I find this passage beautiful, but I'm struck by the commonality of the anxiety. Why the world? Not an original problem. Benjamin troubled himself to write it down, and wrote beautifully about it, yes, but it's the trouble to write it down that interests me here. In the past, I would have told myself that there was nothing especially interesting about the question, or about having had the question, and any thoughts I might have had surrounding it I would have consigned to oblivion, because I simply wouldn't commit the simple question to the written word, which meant, further, that I wasn't able to develop the line of thinking, that I was consigning all related thoughts similarly to oblivion, that I was therefore not developing my thinking. My modest goal for this year, then, is to allow myself to commit more thoughts to words, to write more. To overcome the amorphous fears preventing me writing.
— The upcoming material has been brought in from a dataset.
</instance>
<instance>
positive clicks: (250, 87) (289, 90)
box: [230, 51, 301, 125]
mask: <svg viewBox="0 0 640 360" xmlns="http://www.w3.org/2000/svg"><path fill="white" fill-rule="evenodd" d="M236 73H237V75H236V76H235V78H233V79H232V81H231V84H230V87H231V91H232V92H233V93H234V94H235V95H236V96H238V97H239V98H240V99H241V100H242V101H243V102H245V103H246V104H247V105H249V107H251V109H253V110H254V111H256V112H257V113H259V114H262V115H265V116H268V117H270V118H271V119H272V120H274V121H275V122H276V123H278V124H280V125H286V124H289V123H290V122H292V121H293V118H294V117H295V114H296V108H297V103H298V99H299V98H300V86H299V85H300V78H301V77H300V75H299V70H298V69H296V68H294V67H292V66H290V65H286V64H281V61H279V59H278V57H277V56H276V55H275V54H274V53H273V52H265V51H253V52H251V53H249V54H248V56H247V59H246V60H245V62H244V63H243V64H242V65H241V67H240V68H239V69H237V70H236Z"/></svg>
Seemingly simple, but a world away from my established non-practice.

1 comment:

Bobby said...

I sympathize with your quandary, and I'm sure many others do as well. Having the urge to write, but perhaps not the ego or vanity to carry out the task, or suffering impediment with an overly analytical nature. I think you are right to force yourself to "just write". The challenge will be, of course, to force your well developed internal editor into abeyance to allow the words to issue freely. In my own (limited) trials with this problem, I have found it useful to approach my writing in terms of feeling, rather than thinking. Benjamin, I would hazard to guess, wrote about the moment not because he thought it such an original idea, but because of what the idea did to him - what effect it had on his person at that time in his life. The idea itself isn't so significant as is what it did to him, which answers a need we have as readers that is orthogonal to a writer's demand on himself for originality - the need to identify and affirm, to say "Yes, life is like that!". That a piece of writing answers this need doesn't qualify it as art, for sure, but it's a good place to begin.